Hoje em dia em Portugal, apesar dos problemas com o alojamento, existem
1.65 fogos por família… Este dado será mais preocupante se, nos dermos conta que estamos ainda a produzir muita habitação para hipotéticos compradores que já a têm, ou quando muito tentarão vender a que têm para adquirirem outra, que é suposto ser melhor e mais actual (na solução global, materiais infra estruturas, facilidades, conforto e espaços gerados…) mas quem vai comprar e o que fazer com a existente?..
Quando se fala em reabilitação, devemos ainda ter presente que, contrariamente ao que seria de supor, não são só edifícios antigos (30%) do global) que precisam de intervenção, este conceito é muito mais vasto e engloba por exemplo construções muito mais recentes, uma fatia enorme de 42% de edifícios construídos nos anos 60 a 80 do séc. passado e 28%das construções construídas nos últimos 25/30 anos.
Ora se tivermos em conta que grande parte da habitação é adquirida com recurso a empréstimo com prazos entre vinte, trinta ou mais anos, facilmente percebemos o drama financeiro, técnico e social que temos pela frente…
É uma realidade que o sector da construção civil e obras públicas teve um peso económico relevante nas décadas de 80 e 90, orientado essencialmente para a construção de edifícios novos, predominantemente habitação e novas infra estruturas rodoviárias. Pouco se fez no âmbito da reabilitação, exceptuando a experiência do CRUARB (recuperação da Ribeira Barredo) e mais recentemente o trabalho notável levado a efeito nos centros históricos de Guimarães e Évora e de algumas intervenções POLIS.
Em simultâneo a urgência de habitação, as soluções técnicas, que conduziram ao facilitismo na sua implementação…a falta de planos e de coragem política, a pressão, o desconhecimento e a falta de massa crítica que conduzisse a melhores opções de compra e, níveis mais elevados nos padrões de qualidade, o mercado desregulado, gerando fortunas enormes, conduziram ao crescimento descontrolado das cidades, num efeito donut, esvaziando o centro, obrigando a um consumo enorme de terreno e a trajectos intermináveis entre casa e trabalho.

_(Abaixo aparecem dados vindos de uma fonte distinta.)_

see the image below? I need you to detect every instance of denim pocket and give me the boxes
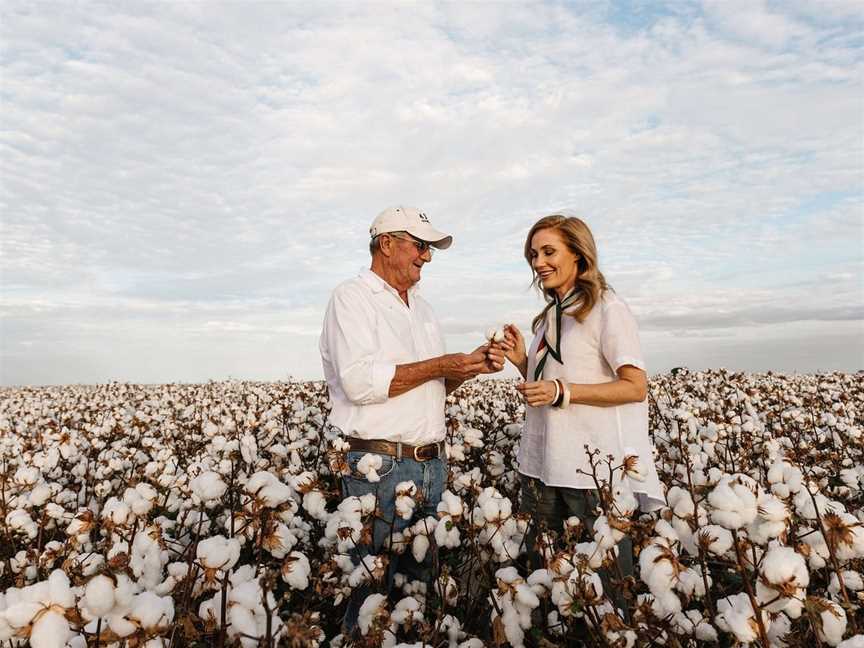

Identificamos facilmente três problemas: acessibilidades (com o consequente consumo de bens e poluição, o automóvel é de facto na sua curta existência o maior malfeitor do edificado…); esvaziamento da função habitacional dos centros (tornando-se lugares impraticáveis e inseguros, com incidência à noite, após o fecho dos comércios e serviços); e um amontoado de problemas resultantes da falta de qualidade da construção e de soluções urbanísticas (o betão armado assumiu-se como solução de todos os problemas, mas ele, afinal, é também um grave problema, e as soluções construtivas eram sempre primárias pouco se preocupando com conforto de espaço, térmico ou acústico, questões ambientais, de proximidade etc.)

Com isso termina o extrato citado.